Their (and our) exposure & risk was limited on both the time and money fronts! A win-win!
You are probably saying, “Did you really do this, or are you BS’ing us here? What kind of e-commerce biz actually hired you for to build them a WordPress prototype?” I won’t tell you the company name, but I will tell you: We did it, it was great, and they are still one of our best customers today! (Fwiw, I like to keep my customer details private because our Why?.)
Why is a Functional WordPress Prototype better than a Project Assessment?
A Project Assessment includes a lot of strategy, whereas, a Functional WordPress Prototype gets you executing on your strategy by utilizing all the out-of-the-box, off-the-shelf theme & plugin functionality we can squeeze out of our WordPress toolset & decades+ experience. Investment of blood and treasure is kept to a minimum, because:
- We don’t do any custom coding in this phase of the project.

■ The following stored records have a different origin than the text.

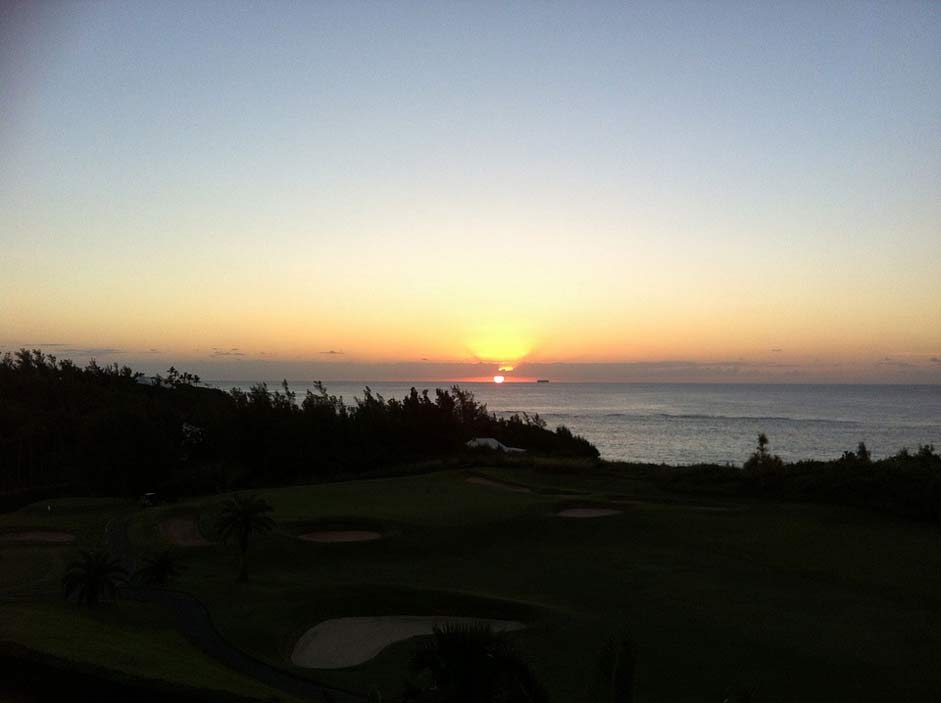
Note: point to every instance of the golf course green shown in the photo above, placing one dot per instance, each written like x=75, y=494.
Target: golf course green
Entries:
x=790, y=601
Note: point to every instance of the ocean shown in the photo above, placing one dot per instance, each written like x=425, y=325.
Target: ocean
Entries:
x=692, y=423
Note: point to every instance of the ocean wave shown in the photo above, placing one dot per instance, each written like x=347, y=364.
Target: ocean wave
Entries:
x=695, y=417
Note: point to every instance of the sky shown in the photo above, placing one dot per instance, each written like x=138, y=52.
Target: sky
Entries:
x=393, y=191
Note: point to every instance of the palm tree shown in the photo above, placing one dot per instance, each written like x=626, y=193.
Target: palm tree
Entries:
x=473, y=664
x=614, y=675
x=243, y=516
x=158, y=570
x=93, y=577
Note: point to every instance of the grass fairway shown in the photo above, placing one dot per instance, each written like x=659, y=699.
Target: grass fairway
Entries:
x=800, y=602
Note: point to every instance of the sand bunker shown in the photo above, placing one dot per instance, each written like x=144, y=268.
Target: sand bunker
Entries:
x=342, y=642
x=341, y=536
x=587, y=512
x=43, y=536
x=183, y=532
x=481, y=481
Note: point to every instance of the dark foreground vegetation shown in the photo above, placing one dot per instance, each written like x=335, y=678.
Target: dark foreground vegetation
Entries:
x=108, y=430
x=907, y=484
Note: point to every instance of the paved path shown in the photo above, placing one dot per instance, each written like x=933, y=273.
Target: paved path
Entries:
x=193, y=621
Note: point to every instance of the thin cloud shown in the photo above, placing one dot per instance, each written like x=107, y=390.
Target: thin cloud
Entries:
x=233, y=351
x=889, y=361
x=92, y=351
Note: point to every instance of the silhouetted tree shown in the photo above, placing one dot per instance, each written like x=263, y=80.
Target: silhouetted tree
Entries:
x=762, y=461
x=614, y=676
x=472, y=664
x=242, y=517
x=95, y=576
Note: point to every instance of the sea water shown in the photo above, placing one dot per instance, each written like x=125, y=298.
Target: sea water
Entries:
x=693, y=423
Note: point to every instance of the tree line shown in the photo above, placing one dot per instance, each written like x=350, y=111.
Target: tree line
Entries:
x=110, y=430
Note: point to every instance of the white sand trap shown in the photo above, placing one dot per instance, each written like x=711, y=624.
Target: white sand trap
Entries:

- You get to ideate quickly. We get clarity on the Unknowns quickly. And we can turn around functional improvements quickly. (All in days rather than months).
- Within a few days you’ll be ready to either pull the plug or crush Phase 2.
I’ve learned that a Functional WordPress Prototype is a difficult concept to grasp, because:
- Our customers oftentimes have little experience prototyping with WordPress and therefore it’s difficult for me to anchor expectations.
- Our customers oftentimes can’t conceptually separate design from functionality (a critical cost-control concept all coders intuitively understand).
- Sometimes the Functional Prototype delivers bad news – You might invest $X on a Functional Prototype only to learn that to complete Phase 2 will be cost-prohibitive. (But at least you didn’t invest $49k to learn that!)
What will Phase 2 look like after the Functional WordPress Prototype is delivered?
The beauty of a Functional WordPress Prototype is that it puts the buyer in a strong position, because:
- They understand the scope of what can be accomplished quickly and
cheaplywith less up-front investment. It’s possible that the WordPress Prototype will get them all the way to launch – In which case, they can move on to whatever important customizations, integrations, improvements, etc are most-important to making more sales.
- They have a firm foundation to move forward with if they need to custom-code additional functionality (e.g. 1-off feature build projects).
In some cases, Phase 2 might not even be needed (see case study above)! In other cases, everyone will now have a much better understanding of the next steps, scope, costs, and liabilities. Either way, for a lot less up-front investment in a Functional WordPress Prototype, they’ve saved potentially hundreds or thousands of hours, headaches, and a potentially a boatload of money!